2. What file format is the data stored in?
3. How was the data prepared and loaded (sorting, partitioning, etc.)?
There isn't enough information in your question to really give anyone a single answer which will help you. You may have to explore a bit and provide more details...
Yes, a single node has limitations. It's not that it is intentionally deteriorating the performance, but just that the system is designed for scaling through parallelism, and you have just a single node, so you are limiting the abilities of the software to scale (if that is what is needed)
Sandbox is meant for tutorials and exploration of simple capabilities on small data. If you want to try the actual HDP software on real data, you can install a small multi-node cluster using the HDP installation processes documented at docs.hortonworks.com.
I am new to HDP Sandbox and also find it quite slow.

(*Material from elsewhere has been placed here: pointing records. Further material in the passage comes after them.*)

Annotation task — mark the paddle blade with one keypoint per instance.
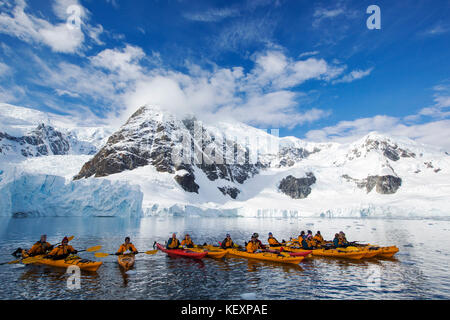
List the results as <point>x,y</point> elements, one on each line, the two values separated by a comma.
<point>30,260</point>
<point>101,254</point>
<point>93,249</point>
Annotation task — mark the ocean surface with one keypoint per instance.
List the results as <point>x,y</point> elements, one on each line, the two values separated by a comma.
<point>418,271</point>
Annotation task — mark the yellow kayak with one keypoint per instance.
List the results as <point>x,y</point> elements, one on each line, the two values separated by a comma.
<point>292,249</point>
<point>83,264</point>
<point>126,261</point>
<point>340,253</point>
<point>266,256</point>
<point>213,252</point>
<point>388,252</point>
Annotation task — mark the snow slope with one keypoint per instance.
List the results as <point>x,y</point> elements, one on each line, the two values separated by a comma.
<point>45,186</point>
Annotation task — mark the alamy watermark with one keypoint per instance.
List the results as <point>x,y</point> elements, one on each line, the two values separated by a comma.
<point>74,279</point>
<point>200,146</point>
<point>74,19</point>
<point>374,21</point>
<point>373,277</point>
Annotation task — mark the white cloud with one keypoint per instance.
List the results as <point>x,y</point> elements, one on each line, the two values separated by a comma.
<point>15,21</point>
<point>354,75</point>
<point>120,80</point>
<point>212,15</point>
<point>432,132</point>
<point>308,53</point>
<point>275,69</point>
<point>4,69</point>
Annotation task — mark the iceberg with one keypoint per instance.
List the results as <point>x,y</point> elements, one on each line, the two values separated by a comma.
<point>36,195</point>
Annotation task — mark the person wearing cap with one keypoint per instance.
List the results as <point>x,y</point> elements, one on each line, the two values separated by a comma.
<point>343,243</point>
<point>173,243</point>
<point>272,241</point>
<point>187,241</point>
<point>62,251</point>
<point>318,239</point>
<point>126,246</point>
<point>253,245</point>
<point>336,240</point>
<point>227,243</point>
<point>256,236</point>
<point>40,247</point>
<point>301,237</point>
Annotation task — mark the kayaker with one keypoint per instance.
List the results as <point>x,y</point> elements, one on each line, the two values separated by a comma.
<point>272,241</point>
<point>62,251</point>
<point>227,242</point>
<point>126,246</point>
<point>253,245</point>
<point>337,241</point>
<point>306,244</point>
<point>173,243</point>
<point>40,247</point>
<point>187,241</point>
<point>318,238</point>
<point>301,237</point>
<point>256,236</point>
<point>343,240</point>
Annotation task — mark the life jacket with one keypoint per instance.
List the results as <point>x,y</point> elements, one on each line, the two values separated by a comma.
<point>187,243</point>
<point>173,243</point>
<point>39,248</point>
<point>62,250</point>
<point>318,238</point>
<point>273,242</point>
<point>336,242</point>
<point>306,244</point>
<point>125,247</point>
<point>227,243</point>
<point>252,247</point>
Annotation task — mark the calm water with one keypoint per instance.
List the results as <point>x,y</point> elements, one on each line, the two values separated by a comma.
<point>420,270</point>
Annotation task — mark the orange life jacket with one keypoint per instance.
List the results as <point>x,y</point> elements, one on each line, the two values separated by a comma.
<point>61,250</point>
<point>252,247</point>
<point>187,242</point>
<point>39,248</point>
<point>273,241</point>
<point>124,247</point>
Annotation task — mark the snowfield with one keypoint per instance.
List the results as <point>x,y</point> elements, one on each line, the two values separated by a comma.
<point>44,185</point>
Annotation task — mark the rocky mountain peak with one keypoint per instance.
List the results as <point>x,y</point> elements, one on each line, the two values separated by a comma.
<point>153,137</point>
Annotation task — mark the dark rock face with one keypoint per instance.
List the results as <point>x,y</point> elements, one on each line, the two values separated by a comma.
<point>187,182</point>
<point>36,143</point>
<point>389,149</point>
<point>150,138</point>
<point>384,184</point>
<point>297,188</point>
<point>231,191</point>
<point>290,156</point>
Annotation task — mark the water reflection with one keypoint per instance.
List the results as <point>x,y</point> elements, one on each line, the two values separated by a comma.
<point>414,272</point>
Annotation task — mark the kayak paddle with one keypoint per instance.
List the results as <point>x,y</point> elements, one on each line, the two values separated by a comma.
<point>104,255</point>
<point>19,260</point>
<point>31,260</point>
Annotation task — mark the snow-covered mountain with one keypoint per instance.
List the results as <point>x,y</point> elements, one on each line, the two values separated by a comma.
<point>26,133</point>
<point>157,163</point>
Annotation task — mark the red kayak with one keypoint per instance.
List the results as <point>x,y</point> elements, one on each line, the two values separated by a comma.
<point>182,252</point>
<point>292,254</point>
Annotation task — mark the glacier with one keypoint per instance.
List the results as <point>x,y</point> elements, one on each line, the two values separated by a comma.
<point>34,195</point>
<point>45,186</point>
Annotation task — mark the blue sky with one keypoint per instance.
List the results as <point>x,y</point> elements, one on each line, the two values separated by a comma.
<point>311,68</point>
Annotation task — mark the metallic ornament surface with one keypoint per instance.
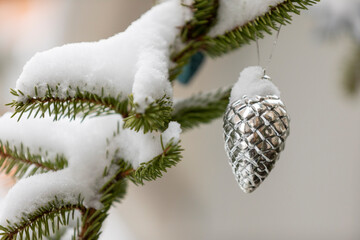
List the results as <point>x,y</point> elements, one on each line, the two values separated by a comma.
<point>255,130</point>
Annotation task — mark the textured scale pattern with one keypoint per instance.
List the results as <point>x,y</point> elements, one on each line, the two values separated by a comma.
<point>255,130</point>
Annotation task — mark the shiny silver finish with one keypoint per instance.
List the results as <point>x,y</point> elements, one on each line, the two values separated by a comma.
<point>255,130</point>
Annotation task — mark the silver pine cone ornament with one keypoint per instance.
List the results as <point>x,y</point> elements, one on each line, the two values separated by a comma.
<point>255,130</point>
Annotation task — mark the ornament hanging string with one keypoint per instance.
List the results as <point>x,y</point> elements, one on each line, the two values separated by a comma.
<point>272,50</point>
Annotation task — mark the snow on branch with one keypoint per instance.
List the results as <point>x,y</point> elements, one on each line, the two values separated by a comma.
<point>135,61</point>
<point>200,108</point>
<point>89,146</point>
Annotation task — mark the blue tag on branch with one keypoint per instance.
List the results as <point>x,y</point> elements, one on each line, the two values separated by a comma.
<point>190,69</point>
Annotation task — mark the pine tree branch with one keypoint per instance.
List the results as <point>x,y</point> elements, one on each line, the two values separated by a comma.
<point>155,117</point>
<point>22,159</point>
<point>235,38</point>
<point>81,103</point>
<point>204,17</point>
<point>241,35</point>
<point>43,221</point>
<point>155,168</point>
<point>201,108</point>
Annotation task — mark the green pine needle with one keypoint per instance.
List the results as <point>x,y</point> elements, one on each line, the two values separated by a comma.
<point>241,35</point>
<point>23,163</point>
<point>81,104</point>
<point>204,17</point>
<point>42,222</point>
<point>201,108</point>
<point>156,167</point>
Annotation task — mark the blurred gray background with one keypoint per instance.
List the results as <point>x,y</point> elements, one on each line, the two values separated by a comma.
<point>313,192</point>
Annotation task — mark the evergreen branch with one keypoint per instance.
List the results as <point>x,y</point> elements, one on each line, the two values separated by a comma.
<point>112,191</point>
<point>20,160</point>
<point>44,221</point>
<point>155,168</point>
<point>233,39</point>
<point>241,35</point>
<point>201,108</point>
<point>81,103</point>
<point>155,117</point>
<point>204,17</point>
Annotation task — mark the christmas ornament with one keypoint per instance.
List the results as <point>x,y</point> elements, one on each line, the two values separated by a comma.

Using the example csv file from the getting started tutorial (https://hortonworks.com/tutorial/hadoop-tutorial-getting-started-with-hdp/), following cell takes 9 Seconds to execute.
val geoLocationDataFrame = spark.read.format("csv").option("header", "true").load("hdfs:///tmp/data/geolocation.csv")
Took 9 sec. Last updated by anonymous at June 25 2019, 3:02:48 PM.
I would expect only a view ms to load some csv file.
My VM setup is based on VmWare and has 10 GB Ram and 4 x 3.2 GHz.
Is there some benchmark with reference numbers to know expected execution times or some sort of profiling tool to be able to easily find bottlenecks?